Dabei ergeben sich diese Einflüsse natürlich nicht ausschließlich durch das Fernsehen, sondern auch durch das Radio, Werbungen vor „YouTube“-Videos oder sonstigen Medieneinflüssen. Auch Streamingdienste schalten teilweise zumindest Trailer voraus. Julia Dier erkennt die Beeinflussung durch Werbung, fügt allerdings hinzu, dass ein gewisses Maß an Werbung hinsichtlich der Frusttoleranz von Kindern wichtig sei. Da viele der jungen Zuseher*innen Formate ansonsten nur noch auf Abruf kennen, ohne sich dazwischen gedulden zu müssen. Der Konsumation von „YouTube“ präferiere sie das normale Fernsehen für Kinder, da Werbeinhalte dort auf die Kleinen abgestimmt seien, was bei der Videoplattform nicht durchgängig der Fall sei.
Des Weiteren geht mit dem Umstieg auf internetgestützte Kinderformate auch die Zeitgeberfunktion des Fernsehens für die Zuseher*innen verloren. Im Internet ist der Zugriff völlig frei und nicht an Ausstrahlungszeiten gebunden. Dadurch verschwinden zum Teil Strukturen, die das Fernsehen für manche Familien über Jahre geboten hat, wie die Schlafens-geh-Zeit mit dem „Sandmännchen“ oder die Hauptabendzeit um 20:15.
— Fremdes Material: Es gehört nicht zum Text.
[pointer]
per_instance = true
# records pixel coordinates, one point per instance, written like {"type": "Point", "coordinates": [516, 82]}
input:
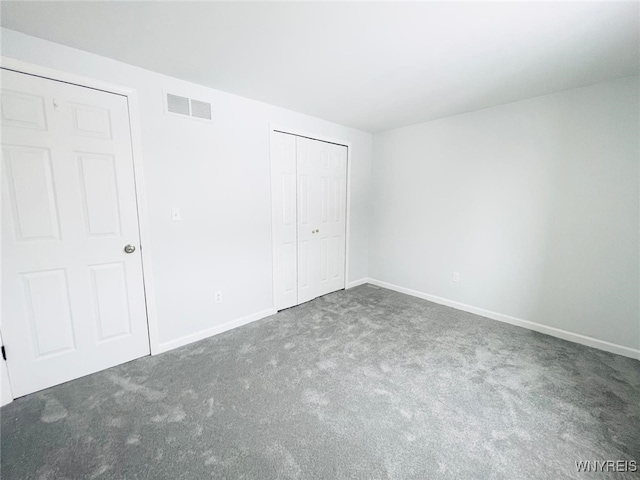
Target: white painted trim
{"type": "Point", "coordinates": [537, 327]}
{"type": "Point", "coordinates": [209, 332]}
{"type": "Point", "coordinates": [136, 146]}
{"type": "Point", "coordinates": [357, 283]}
{"type": "Point", "coordinates": [322, 138]}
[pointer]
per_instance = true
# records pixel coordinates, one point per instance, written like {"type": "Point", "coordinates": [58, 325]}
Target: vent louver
{"type": "Point", "coordinates": [176, 104]}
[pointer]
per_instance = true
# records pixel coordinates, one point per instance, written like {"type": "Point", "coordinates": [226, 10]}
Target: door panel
{"type": "Point", "coordinates": [284, 217]}
{"type": "Point", "coordinates": [73, 301]}
{"type": "Point", "coordinates": [310, 239]}
{"type": "Point", "coordinates": [324, 169]}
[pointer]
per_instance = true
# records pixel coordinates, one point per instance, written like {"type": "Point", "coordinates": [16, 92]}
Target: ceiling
{"type": "Point", "coordinates": [369, 65]}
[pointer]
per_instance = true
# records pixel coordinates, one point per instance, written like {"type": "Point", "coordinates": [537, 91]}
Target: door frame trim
{"type": "Point", "coordinates": [136, 146]}
{"type": "Point", "coordinates": [322, 138]}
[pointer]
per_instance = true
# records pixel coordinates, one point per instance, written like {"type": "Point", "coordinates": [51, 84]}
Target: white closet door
{"type": "Point", "coordinates": [72, 299]}
{"type": "Point", "coordinates": [283, 198]}
{"type": "Point", "coordinates": [322, 183]}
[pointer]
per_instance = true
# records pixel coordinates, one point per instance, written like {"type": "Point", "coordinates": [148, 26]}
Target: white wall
{"type": "Point", "coordinates": [218, 174]}
{"type": "Point", "coordinates": [534, 203]}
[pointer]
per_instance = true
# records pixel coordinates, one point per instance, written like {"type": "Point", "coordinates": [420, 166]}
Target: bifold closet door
{"type": "Point", "coordinates": [321, 205]}
{"type": "Point", "coordinates": [72, 288]}
{"type": "Point", "coordinates": [309, 186]}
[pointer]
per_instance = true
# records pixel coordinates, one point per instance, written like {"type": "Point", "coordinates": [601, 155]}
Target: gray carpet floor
{"type": "Point", "coordinates": [361, 384]}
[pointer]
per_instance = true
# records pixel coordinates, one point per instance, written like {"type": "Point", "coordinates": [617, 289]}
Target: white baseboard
{"type": "Point", "coordinates": [209, 332]}
{"type": "Point", "coordinates": [357, 283]}
{"type": "Point", "coordinates": [554, 332]}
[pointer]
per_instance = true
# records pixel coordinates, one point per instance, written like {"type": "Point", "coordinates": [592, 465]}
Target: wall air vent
{"type": "Point", "coordinates": [177, 105]}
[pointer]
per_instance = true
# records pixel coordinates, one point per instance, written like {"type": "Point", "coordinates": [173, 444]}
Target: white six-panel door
{"type": "Point", "coordinates": [315, 204]}
{"type": "Point", "coordinates": [72, 298]}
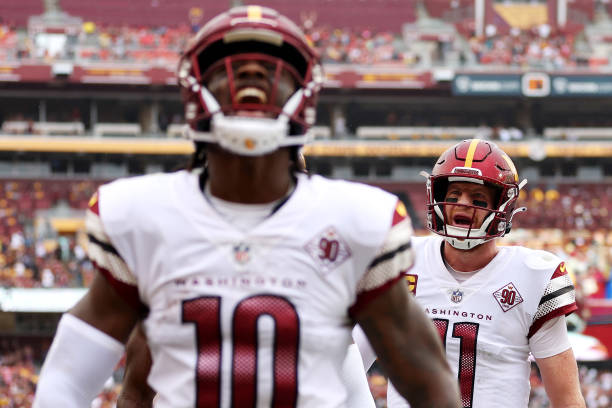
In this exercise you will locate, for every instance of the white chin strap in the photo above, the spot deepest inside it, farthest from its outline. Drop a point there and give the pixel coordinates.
(249, 136)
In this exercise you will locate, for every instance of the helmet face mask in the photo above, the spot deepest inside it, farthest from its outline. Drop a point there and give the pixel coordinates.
(479, 162)
(266, 89)
(251, 114)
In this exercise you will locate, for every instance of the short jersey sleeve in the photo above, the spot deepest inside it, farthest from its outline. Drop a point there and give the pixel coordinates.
(106, 259)
(559, 299)
(392, 260)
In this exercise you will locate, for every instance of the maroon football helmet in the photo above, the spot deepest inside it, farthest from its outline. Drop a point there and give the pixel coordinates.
(250, 33)
(474, 161)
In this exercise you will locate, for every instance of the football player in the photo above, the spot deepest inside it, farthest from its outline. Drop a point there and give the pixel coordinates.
(492, 305)
(247, 275)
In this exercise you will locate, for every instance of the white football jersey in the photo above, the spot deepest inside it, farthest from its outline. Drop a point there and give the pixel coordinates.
(248, 318)
(486, 321)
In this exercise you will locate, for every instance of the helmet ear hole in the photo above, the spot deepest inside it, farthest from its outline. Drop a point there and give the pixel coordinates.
(440, 188)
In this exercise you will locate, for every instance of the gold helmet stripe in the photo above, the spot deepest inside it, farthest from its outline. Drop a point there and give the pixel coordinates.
(512, 168)
(254, 12)
(471, 150)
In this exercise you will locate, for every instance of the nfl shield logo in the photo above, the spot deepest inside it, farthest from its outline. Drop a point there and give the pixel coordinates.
(241, 253)
(456, 295)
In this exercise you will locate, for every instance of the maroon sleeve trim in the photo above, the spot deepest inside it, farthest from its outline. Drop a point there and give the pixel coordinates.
(129, 293)
(364, 298)
(562, 311)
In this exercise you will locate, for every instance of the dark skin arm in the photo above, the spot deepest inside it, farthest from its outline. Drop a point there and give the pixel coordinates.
(104, 309)
(135, 392)
(409, 349)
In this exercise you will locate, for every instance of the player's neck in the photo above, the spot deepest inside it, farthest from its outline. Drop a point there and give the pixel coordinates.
(469, 260)
(249, 180)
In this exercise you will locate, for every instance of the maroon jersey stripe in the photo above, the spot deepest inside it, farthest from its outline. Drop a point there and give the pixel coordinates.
(562, 311)
(129, 293)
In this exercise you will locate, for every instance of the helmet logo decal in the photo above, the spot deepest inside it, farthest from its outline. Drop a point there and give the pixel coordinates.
(471, 150)
(511, 165)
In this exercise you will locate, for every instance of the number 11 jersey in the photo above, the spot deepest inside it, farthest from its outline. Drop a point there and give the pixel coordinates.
(485, 322)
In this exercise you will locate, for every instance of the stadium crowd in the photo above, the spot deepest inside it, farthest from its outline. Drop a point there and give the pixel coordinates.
(538, 47)
(569, 220)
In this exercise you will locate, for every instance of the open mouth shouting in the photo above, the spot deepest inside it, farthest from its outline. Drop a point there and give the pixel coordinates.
(251, 94)
(461, 220)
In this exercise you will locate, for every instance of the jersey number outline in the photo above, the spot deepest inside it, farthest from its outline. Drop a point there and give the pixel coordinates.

Allerdings setzen auch die Kindersender nicht mehr rein auf lineares Fernsehen, sondern zeigen auch im Internet Präsenz. Websites von Sendern oder erfolgreichen Formaten, passende Apps zu Kindersendungen, Mediatheken, interaktive Spiele, Diskussionsforen zu Programminhalten, abgestimmte digital verfügbare Bastelanleitungen und vieles mehr verhelfen den klassischen Kinderfernsehformaten, ihre Rezipient*innen auch online anzusprechen. Ralph Caspers erläutert: „Wenn klar ist, dass Leute nicht nur den Fernseher einschalten, sondern auch andere Geräte, dann versuchen wir auch auf den Geräten zu sein. Damit wir eben auch da eine kleine Heimat finden.“
Somit befindet sich das Fernsehen in der heutigen Zeit zwar durchaus in einem weitaus größeren Wettbewerb um Aufmerksamkeit, doch ist es immer noch für viele Menschen ein wichtiges Medium der audiovisuellen Unterhaltung. Schon allein die im Vergleich zu Streaming fast dreimal so hoch geschätzte Nutzungsdauer bei Kindern zeigt dies deutlich. Genauso trägt auch der Auftritt der Sender und Formate in der Onlinewelt dazu bei, dass das Kinderfernsehen immer noch am Puls der Zeit ist, welcher heutzutage nun einmal einfach ein wenig schneller schlägt.